Europe's fund industry has been reeling from investors' change in sentiment in the past three months. Since the Federal Reserve laid out its timetable for the tapering of bond buying (commonly known as QE3) at the end of May, investors have embarked on a selling spree, redeeming long-term funds on a substantial scale.
In August alone, the European fund industry was hit with outflows from long-term funds to the tune of EUR 2.1 billion. Bond funds suffered most with investors withdrawing EUR 7.9 billion. Equity funds saw net redemptions of EUR 683 million. Demand for allocation funds was solid at EUR 4.3 billion, as were inflows into alternative funds that pursue hedge fund-like strategies. Net inflows into this latter asset class slowed to EUR 1.4 billion in August.

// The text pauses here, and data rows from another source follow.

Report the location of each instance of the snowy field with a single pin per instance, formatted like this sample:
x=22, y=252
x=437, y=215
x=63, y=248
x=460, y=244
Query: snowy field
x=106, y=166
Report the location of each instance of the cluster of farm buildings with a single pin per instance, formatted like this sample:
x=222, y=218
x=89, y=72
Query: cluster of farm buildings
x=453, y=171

While long-term funds suffered outflows in August, money market funds profited from the ‘risk-off’ mode, enjoying net inflows of EUR 7.9 billion after seeing net redemptions for four months running. Due to practically non-existent returns, these short-term products have seen outflows of EUR 23.3 billion so far in 2013 and EUR 45.5 billion in the past 12 months.
The rise in 10-year US Treasuries from well below 2% in May to close to 3% in early September has made bond fund investors nervous about the further potential for rates to rise, prompting a sell-off of USD- and EUR-denominated bond funds. The effects of such a shift have taken their toll on US asset managers in particular, most prominently PIMCO.

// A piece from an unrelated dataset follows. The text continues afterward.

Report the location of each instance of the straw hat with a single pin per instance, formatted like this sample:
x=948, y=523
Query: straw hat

A less clear-cut consequence has been the rapid deterioration of sentiment surrounding emerging-markets bonds and equities, which had previously profited from massive capital flows brought about by the glut of cheap money available. The prospects for monetary tightening and higher US interest rates have presented investors with further arguments in favour of selling emerging-markets assets.
It remains to be seen if the refusal of the Federal Reserve earlier this month to slow down asset purchases will bring about a more relaxed view in investors’ minds or more nervous fingers going forward. As the central banks of several emerging countries—among them Brazil, Indonesia and India—rushed to protect their ailing currencies by raising short-term lending rates, emerging-market pessimists could arguably find further risks that would impact economic growth in developing markets.